Although DSA isn't explicitly mentioned here I think the very last paragraph hints at how you can get rid of your script and fix this problem directly in setup: openwrt vlan switch configuration (specifically the dot-notation on ifname creating VLAN IDs 106 and 204 in this case.
config interface 'lan'
option type 'bridge'
option ifname 'eth0.106'
option proto 'static'
option ipaddr '192.168.1.1'
option netmask '255.255.255.0'
config interface 'wan'
option ifname 'eth0.204'
option proto 'dhcp'
I have tested and this indeed clears the warning/error message in the kernel logs. I need to rebuild without deleting this patch to make sure it truly fixes this issue.
My bad -- I mostly ignored the documentation (linked page) because it's still addressing switch setup using the "switch" section in /etc/config/network. The VLAN information section is still applicable other than that.
EDIT: I still don't see how to configure tagged vs. untagged without the "switch" section. I don't see how to specify independently how cpu and lan/wan ports get specified as tagged or untagged.
I was playing around, trying to ferret out information on what can be done with netifd, as things have changed since I last poked around. In case it is of any use here is a snippet:
That looks very interesting, thanks. I'll have to read up and experiment some with this.

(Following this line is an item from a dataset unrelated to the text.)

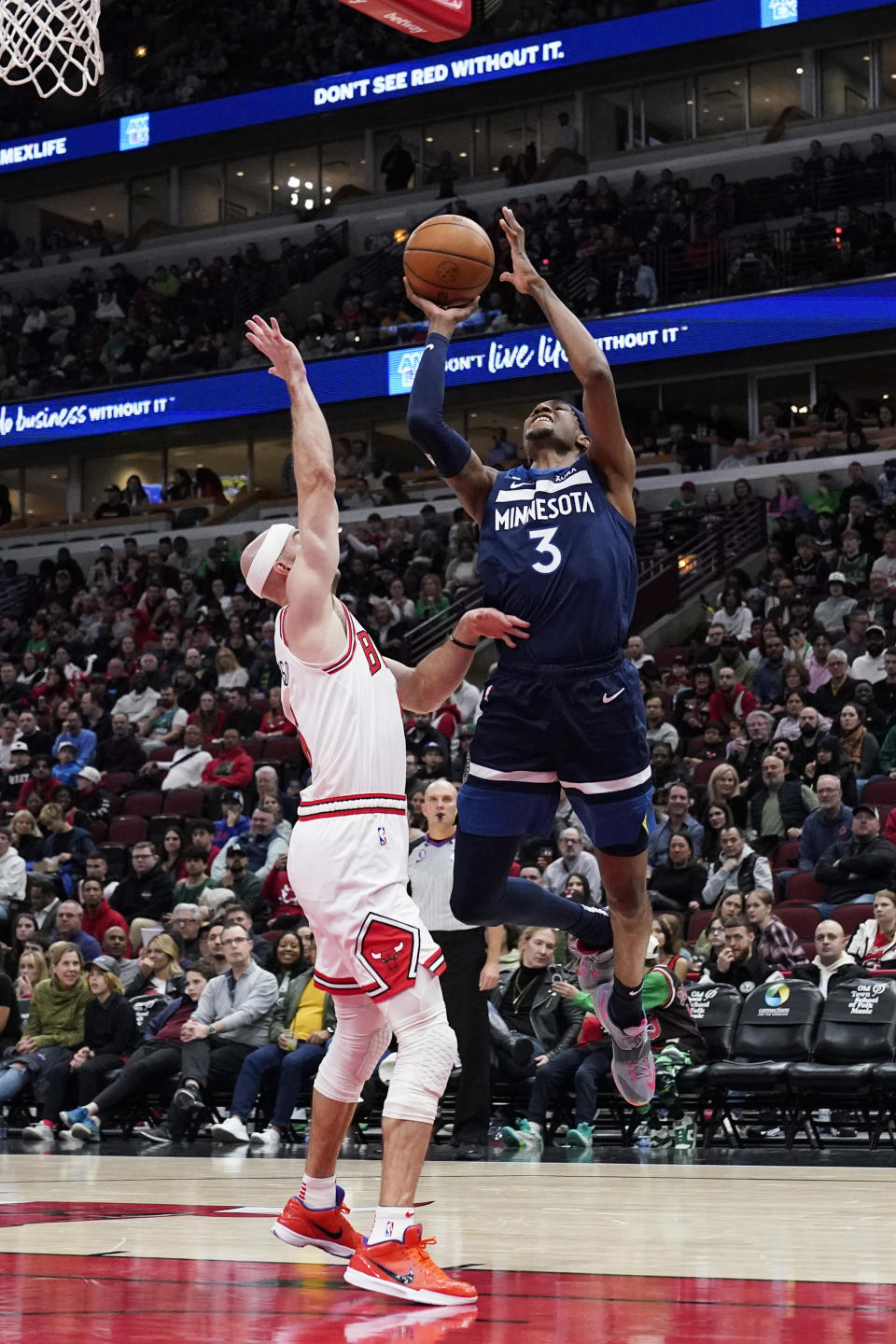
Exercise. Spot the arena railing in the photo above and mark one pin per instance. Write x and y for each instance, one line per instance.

As a side note: I just tried your earlier suggestion and used: option ifname 'lan3.2' and that also appears to work for my usecase without any additional scripts
I believe the piece I'm missing is configuring the switch as a device via netifd. I'm not completely sure how to set it up as in a few cases where routers are buried on an internal network I'm pulling in the wan port as part of a VLAN, effectively using the router with 5 "lan" ports. Since these are on two different CPUs I'm guessing I need two switch devices and I'll need to investigate the syntax for this.

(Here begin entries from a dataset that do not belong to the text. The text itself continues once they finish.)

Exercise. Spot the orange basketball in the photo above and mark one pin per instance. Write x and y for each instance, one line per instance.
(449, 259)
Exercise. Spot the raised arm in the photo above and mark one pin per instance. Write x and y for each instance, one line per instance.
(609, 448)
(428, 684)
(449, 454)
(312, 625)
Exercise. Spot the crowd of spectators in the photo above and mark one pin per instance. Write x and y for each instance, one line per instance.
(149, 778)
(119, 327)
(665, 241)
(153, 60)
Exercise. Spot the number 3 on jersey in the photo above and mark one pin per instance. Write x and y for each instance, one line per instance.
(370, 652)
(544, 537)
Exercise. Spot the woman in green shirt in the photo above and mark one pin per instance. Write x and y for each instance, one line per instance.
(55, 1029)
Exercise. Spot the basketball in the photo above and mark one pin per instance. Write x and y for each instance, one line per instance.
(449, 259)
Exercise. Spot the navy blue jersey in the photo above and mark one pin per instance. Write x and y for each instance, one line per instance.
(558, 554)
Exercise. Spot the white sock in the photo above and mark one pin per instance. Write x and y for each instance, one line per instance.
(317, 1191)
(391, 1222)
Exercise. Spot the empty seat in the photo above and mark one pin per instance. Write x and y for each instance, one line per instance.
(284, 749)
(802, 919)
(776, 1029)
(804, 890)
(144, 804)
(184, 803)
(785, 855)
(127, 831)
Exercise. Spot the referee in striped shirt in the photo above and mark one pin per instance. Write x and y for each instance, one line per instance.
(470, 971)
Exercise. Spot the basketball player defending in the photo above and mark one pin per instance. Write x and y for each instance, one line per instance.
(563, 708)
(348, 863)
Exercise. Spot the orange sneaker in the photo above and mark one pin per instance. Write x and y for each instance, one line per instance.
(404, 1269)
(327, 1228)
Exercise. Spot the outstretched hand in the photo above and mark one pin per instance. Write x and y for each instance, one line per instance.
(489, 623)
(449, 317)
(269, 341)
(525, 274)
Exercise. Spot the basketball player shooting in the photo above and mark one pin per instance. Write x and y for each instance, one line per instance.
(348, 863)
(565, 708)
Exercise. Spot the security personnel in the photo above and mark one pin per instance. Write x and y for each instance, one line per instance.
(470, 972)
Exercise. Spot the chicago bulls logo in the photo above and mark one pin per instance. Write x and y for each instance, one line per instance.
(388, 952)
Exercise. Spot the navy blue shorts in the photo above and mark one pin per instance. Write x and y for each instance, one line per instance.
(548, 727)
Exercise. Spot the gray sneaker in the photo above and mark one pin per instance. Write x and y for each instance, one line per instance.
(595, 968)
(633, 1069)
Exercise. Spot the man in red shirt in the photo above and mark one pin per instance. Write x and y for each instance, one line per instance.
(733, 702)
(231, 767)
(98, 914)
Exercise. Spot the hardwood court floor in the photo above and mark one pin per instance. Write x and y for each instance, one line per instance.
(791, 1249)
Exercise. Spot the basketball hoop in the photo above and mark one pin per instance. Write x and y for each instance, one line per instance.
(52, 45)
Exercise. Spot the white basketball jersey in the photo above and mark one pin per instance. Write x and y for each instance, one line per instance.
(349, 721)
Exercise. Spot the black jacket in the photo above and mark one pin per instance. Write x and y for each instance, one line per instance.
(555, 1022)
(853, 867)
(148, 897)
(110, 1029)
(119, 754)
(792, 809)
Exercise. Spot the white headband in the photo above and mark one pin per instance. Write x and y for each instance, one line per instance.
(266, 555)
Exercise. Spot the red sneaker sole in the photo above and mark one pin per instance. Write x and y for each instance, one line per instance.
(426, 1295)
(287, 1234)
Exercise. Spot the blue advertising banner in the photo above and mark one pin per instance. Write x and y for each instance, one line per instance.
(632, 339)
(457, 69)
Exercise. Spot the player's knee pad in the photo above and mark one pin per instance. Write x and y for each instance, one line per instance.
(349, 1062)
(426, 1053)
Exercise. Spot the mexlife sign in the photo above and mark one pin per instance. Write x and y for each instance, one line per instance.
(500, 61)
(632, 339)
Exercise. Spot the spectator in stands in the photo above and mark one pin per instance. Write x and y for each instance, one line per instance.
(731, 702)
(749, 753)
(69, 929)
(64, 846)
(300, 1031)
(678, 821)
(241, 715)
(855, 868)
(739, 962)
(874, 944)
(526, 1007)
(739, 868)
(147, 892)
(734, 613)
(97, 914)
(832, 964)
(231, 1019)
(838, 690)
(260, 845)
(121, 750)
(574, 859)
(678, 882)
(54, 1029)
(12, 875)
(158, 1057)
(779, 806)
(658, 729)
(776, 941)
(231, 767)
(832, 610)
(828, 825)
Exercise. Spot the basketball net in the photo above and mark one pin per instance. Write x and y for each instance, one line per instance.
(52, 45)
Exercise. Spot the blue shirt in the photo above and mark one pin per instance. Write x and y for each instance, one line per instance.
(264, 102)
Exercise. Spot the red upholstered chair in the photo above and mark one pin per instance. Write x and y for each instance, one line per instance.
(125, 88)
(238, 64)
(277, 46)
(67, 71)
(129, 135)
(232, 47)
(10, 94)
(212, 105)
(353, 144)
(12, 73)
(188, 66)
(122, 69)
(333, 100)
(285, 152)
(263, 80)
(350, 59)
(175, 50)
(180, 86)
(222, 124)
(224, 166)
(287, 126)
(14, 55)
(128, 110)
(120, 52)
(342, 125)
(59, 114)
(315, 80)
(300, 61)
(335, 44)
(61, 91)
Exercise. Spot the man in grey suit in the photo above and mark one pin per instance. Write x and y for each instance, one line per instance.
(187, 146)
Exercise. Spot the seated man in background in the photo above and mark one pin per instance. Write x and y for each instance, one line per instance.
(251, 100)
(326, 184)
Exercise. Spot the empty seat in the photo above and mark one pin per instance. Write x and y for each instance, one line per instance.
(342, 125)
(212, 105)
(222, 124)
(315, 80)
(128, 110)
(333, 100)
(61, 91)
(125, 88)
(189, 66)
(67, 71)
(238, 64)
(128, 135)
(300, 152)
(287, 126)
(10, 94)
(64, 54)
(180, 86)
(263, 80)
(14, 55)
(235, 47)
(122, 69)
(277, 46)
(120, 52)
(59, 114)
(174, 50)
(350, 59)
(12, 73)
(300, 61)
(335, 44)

The thread you linked is informative and it's possible the information is in there. I likely won't have time to play with this until the weekend.
No changes to wireless config, which attach to all 3 networks. I have a few other configurations where wan is bridged with a lan port, I have yet to test that. Also, per the PR anomeome linked for now we still need "bridge" specified in the interface config although it appears at some point this will be going away.
This syntax is slightly different than that shown in the PR -- I couldn't get the PR syntax to work (using list for lan1, lan2, etc).